Тридевять небес - стр. 27
Конечно, Троцкий был не тот человек, чтобы впасть в грусть-тоску от таких новостей. Напротив, собирался, как опытный спортсмен перед схваткой. Стал находить особый вкус в минутках одиночества, смаковал их, тасуя расклады, ища решения. Это он умел и без вдохновения.
Вот и сейчас, пройдясь пару раз по кабинету, вернулся к столу, сел.
Ну-ну – мысленно произнес он. Подумаем…
Он собирал себя на четкую, напористую, агрессивную работу мысли – но вместо того почему-то взяла досада на эту дуру Шпильрейн.
Троцкий так и сказал про себя: «эта дура» – чувствуя несправедливость сказанного. Но не удержался.

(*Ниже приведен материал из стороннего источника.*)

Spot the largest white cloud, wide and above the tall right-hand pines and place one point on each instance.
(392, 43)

Конечно, она не дура. Даже напротив – слишком умная. Лев Давидович, признаться, самонадеянно ожидал, что она придет в восторг от его предложения. Возможно, не выразит его, но он-то уж увидит, разгадает ее реакцию. Радость и благодарность не скроешь – он без труда прочел бы это в лице собеседницы.
Ну и разгадать-то разгадал. Шпильрейн повела себя вежливо, осторожно и отстраненно. Иначе говоря, не увидела в нем, Троцком, надежного покровителя. А еще иначе говоря, увидела будущего неудачника.
Вот это и зацепило. И больнее, чем можно было представить. И если уж честно смотреть на это все, то следует признать, что обижаться, гневаться на поведение гостьи незачем. Оно всего лишь отражение увиденного. Шпильрейн повела себя совершенно разумно со своей позиции – за что ее винить?..
Дело в себе самом, Лев Давидович, надо за себя взяться, все проанализировать, не спеша, с толком, с расстановкой… Что-то не так, да. Но ничего еще не пропало. Борьба впереди? Так не привыкать! Сколько было этой борьбы, неужели еще не справлюсь? Надо взяться, да, надо взяться…
Так рассуждал председатель Реввоенсовета. И вроде бы все здраво, да не мог он преодолеть какой-то тусклой апатии, овладевшей не только мозгом, но и всем телом. Не хотелось вставать, даже рукой шевельнуть… казалось очень приятным погрузиться в истому, смежить веки…
Медленно, словно нехотя, он двумя пальцами правой руки снял пенсне, закрыл глаза, помассировал веки. Вознамерившись было поразмыслить, он не то, чтобы ни о чем не думал, мысли сами наплывали мягко, волнами. Да и мыслями-то это не назвать, скорее причуды памяти: города и веси, лица, голоса… Умное, живое, жестко-насмешливое лицо Ленина – не нынешнее, конечно, не предсмертная маска безнадежно больного человека, а то, каким оно было в первой половине восемнадцатого, до выстрела Каплан.
Странно! Вдруг Лев Давидович понял: то был самый пик, самый взлет и «Старика» и его самого, самый грозовой воздух Олимпа. Больше такого не будет.